A cheesecake is not always a sweet dessert, as this savory version with zesty crust proves! —Melinda Messer, Benson, North Carolina
  • Total Time
    Prep: 25 min. Bake: 70 min. + chilling
  • Makes
    24 servings

Ingredients

  • 1-3/4 cups crushed nacho tortilla chips
  • 1/3 cup butter, melted
  • 3 packages (8 ounces each) cream cheese, softened
  • 1/2 cup mayonnaise
  • 1 envelope taco seasoning
  • 2 tablespoons all-purpose flour
  • 4 large eggs, lightly beaten
  • 1-1/2 cups finely chopped cooked chicken breasts
  • 1-1/2 cups shredded Mexican cheese blend
  • 1/3 cup finely chopped green onions
  • 1 cup sour cream
  • Whole kernel corn, cubed avocado, chopped tomato and sliced ripe olives
  • Salsa, optional
  • Assorted crackers or additional nacho tortilla chips, optional

Directions

  • Combine crushed tortilla chips and butter; press onto the bottom of a greased 9-in. springform pan.
  • In a large bowl, beat the cream cheese, mayonnaise, taco seasoning and flour until smooth.
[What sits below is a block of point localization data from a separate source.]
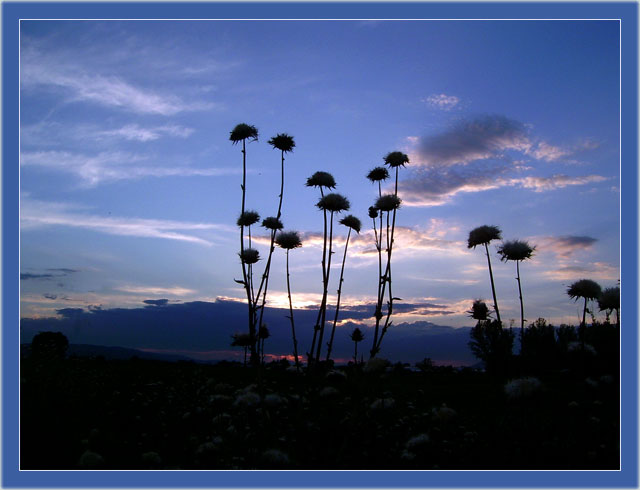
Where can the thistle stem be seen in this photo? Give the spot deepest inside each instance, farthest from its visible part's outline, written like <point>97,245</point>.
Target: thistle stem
<point>493,287</point>
<point>293,327</point>
<point>335,318</point>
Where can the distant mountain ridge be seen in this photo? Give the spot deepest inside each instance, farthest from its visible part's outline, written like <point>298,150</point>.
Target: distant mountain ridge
<point>111,352</point>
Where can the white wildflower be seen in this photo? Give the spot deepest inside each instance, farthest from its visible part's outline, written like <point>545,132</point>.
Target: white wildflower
<point>382,403</point>
<point>376,365</point>
<point>416,441</point>
<point>275,457</point>
<point>246,400</point>
<point>443,413</point>
<point>328,392</point>
<point>90,460</point>
<point>522,387</point>
<point>274,400</point>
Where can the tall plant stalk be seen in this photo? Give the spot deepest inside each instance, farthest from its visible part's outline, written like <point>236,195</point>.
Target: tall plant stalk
<point>352,223</point>
<point>389,204</point>
<point>288,241</point>
<point>241,133</point>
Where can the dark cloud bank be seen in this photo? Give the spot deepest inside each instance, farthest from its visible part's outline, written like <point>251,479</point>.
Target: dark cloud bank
<point>204,327</point>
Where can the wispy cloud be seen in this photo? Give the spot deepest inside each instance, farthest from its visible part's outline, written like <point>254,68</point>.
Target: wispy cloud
<point>435,187</point>
<point>134,132</point>
<point>442,101</point>
<point>156,290</point>
<point>112,166</point>
<point>39,69</point>
<point>38,214</point>
<point>470,140</point>
<point>566,245</point>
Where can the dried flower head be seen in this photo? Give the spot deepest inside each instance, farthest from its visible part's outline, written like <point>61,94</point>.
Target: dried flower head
<point>609,299</point>
<point>584,288</point>
<point>483,235</point>
<point>242,132</point>
<point>357,335</point>
<point>388,202</point>
<point>321,179</point>
<point>396,159</point>
<point>248,218</point>
<point>334,202</point>
<point>288,240</point>
<point>515,250</point>
<point>352,222</point>
<point>272,223</point>
<point>249,256</point>
<point>479,310</point>
<point>378,174</point>
<point>283,142</point>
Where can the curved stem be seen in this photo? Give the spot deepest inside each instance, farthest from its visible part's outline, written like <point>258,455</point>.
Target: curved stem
<point>293,327</point>
<point>493,287</point>
<point>323,306</point>
<point>335,318</point>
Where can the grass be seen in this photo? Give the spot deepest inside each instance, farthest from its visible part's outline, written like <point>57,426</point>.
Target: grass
<point>141,414</point>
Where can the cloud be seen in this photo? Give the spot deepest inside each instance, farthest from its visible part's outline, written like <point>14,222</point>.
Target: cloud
<point>188,327</point>
<point>111,166</point>
<point>566,245</point>
<point>549,153</point>
<point>48,274</point>
<point>442,101</point>
<point>39,69</point>
<point>156,290</point>
<point>435,187</point>
<point>599,271</point>
<point>134,132</point>
<point>156,302</point>
<point>470,140</point>
<point>38,214</point>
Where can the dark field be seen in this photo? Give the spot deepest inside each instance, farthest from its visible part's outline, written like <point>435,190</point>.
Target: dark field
<point>140,414</point>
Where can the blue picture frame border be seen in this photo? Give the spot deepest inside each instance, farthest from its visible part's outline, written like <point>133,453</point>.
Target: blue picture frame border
<point>627,477</point>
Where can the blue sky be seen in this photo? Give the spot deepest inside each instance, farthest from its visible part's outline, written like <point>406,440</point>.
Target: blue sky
<point>130,188</point>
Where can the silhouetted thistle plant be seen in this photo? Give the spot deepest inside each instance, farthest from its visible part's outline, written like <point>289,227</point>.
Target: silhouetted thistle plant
<point>589,290</point>
<point>332,203</point>
<point>241,133</point>
<point>517,251</point>
<point>479,310</point>
<point>483,235</point>
<point>285,144</point>
<point>352,223</point>
<point>321,180</point>
<point>242,340</point>
<point>356,336</point>
<point>608,301</point>
<point>389,204</point>
<point>288,240</point>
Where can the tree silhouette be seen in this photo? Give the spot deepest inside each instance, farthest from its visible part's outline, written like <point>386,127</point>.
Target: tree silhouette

Add eggs; beat on low speed just until combined. Stir in the chicken, cheese blend and onions. Pour over crust. Place pan on a baking sheet.
  • Bake at 325° for 60-70 minutes or until center is almost set. Gently spread sour cream over the top; bake 10 minutes longer or until set.
  • Cool on a wire rack for 10 minutes. Carefully run a knife around edge of pan to loosen; cool 1 hour longer. Refrigerate for 8 hours or overnight.
  • Just before serving, remove sides of pan. Garnish with corn, avocado, tomato and olives. Serve with salsa and crackers if desired.
Nutrition Facts
1 slice: 270 calories, 23g fat (12g saturated fat), 94mg cholesterol, 381mg sodium, 8g carbohydrate (1g sugars, 0 fiber), 8g protein.